Le gouvernement et les partis politiques libanais ont une longue histoire d’appropriation du butin de l’aide internationale et de sa distribution à leurs supporters, tout en retenant l’aide au plus pauvres et aux plus vulnérables. Quoique des associations de la société civile aient été envisagées comme une alternative préférable à la corruption et à l’incompétence du gouvernement libanais, ce ne sera pas nécessairement le cas. En fait, certaines organisations civiles copient la politique et les programmes des partis et groupes politiques existants. Par conséquent, il est vital que les donateurs s’assurent que l’aide promise atteigne les réfugiés, les migrants et les personnes déplacées de l’intérieur.

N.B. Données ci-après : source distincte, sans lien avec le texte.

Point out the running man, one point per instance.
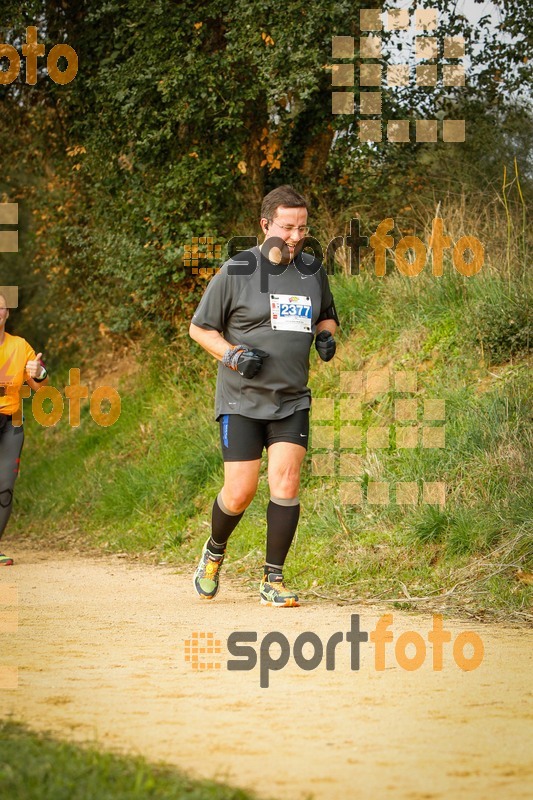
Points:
(18, 364)
(258, 317)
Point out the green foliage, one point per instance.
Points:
(39, 767)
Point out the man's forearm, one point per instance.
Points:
(212, 341)
(326, 325)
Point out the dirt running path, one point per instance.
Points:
(100, 650)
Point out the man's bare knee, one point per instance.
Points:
(237, 499)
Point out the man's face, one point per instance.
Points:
(288, 225)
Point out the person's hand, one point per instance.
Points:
(250, 362)
(325, 345)
(34, 367)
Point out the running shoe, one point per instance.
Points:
(206, 579)
(273, 592)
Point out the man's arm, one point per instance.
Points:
(326, 325)
(212, 341)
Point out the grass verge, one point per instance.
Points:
(39, 767)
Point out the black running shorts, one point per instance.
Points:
(243, 438)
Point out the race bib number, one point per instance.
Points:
(291, 312)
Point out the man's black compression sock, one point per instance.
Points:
(282, 519)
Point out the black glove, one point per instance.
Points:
(250, 362)
(326, 345)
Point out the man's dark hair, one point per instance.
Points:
(282, 196)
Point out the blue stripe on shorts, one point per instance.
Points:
(225, 427)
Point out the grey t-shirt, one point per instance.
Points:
(280, 320)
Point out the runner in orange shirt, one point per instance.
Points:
(18, 364)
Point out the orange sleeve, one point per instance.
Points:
(30, 353)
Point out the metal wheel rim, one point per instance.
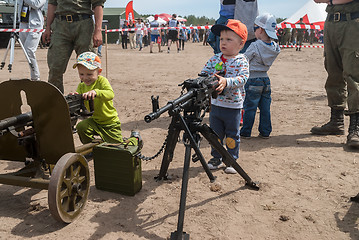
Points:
(69, 187)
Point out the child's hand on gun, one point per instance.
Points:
(222, 83)
(90, 95)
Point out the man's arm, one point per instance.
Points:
(46, 36)
(97, 35)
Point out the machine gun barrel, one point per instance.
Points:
(170, 106)
(16, 121)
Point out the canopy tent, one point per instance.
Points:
(311, 12)
(160, 20)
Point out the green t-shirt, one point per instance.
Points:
(104, 111)
(76, 6)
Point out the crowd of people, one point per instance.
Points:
(162, 37)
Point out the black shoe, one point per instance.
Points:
(136, 134)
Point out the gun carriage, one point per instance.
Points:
(42, 139)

Le meilleur moyen d’y arriver, c’est de financer entièrement les programmes et les services de l’UNRWA et de l’UNHCR au Liban. Ces agences et leurs homologues de l’ONU, comme l’UNICEF, ont la plus longue tradition d’attribution réussie de services à de grandes populations de réfugiés. Elles jouissent aussi d’une plus grande transparence et d’un meilleur contrôle que leurs homologues du gouvernement libanais. En plus, il existe déjà un mécanisme pour porter assistance aux réfugiés syriens dans le pays grâce à un consortium d’agences qui a été soumis à examen et évaluation. Cependant, un contrôle supplémentaire peut être nécessaire et le Bureau de l’Inspecteur Général de l’ONU devrait être habilité et complètement financé. Même si cela n’éliminera pas entièrement la corruption, ce sera une amélioration significative par rapport à la situation actuelle ou l’alternative à l’implication directe du gouvernement. Par conséquent, c’est une opportunité pour renforcer les agences de l’ONU déjà en activité au Liban. Sinon, les groupes marginalisés seront invisibles et ne recevront pas l’aide dont ils ont si désespérément besoin.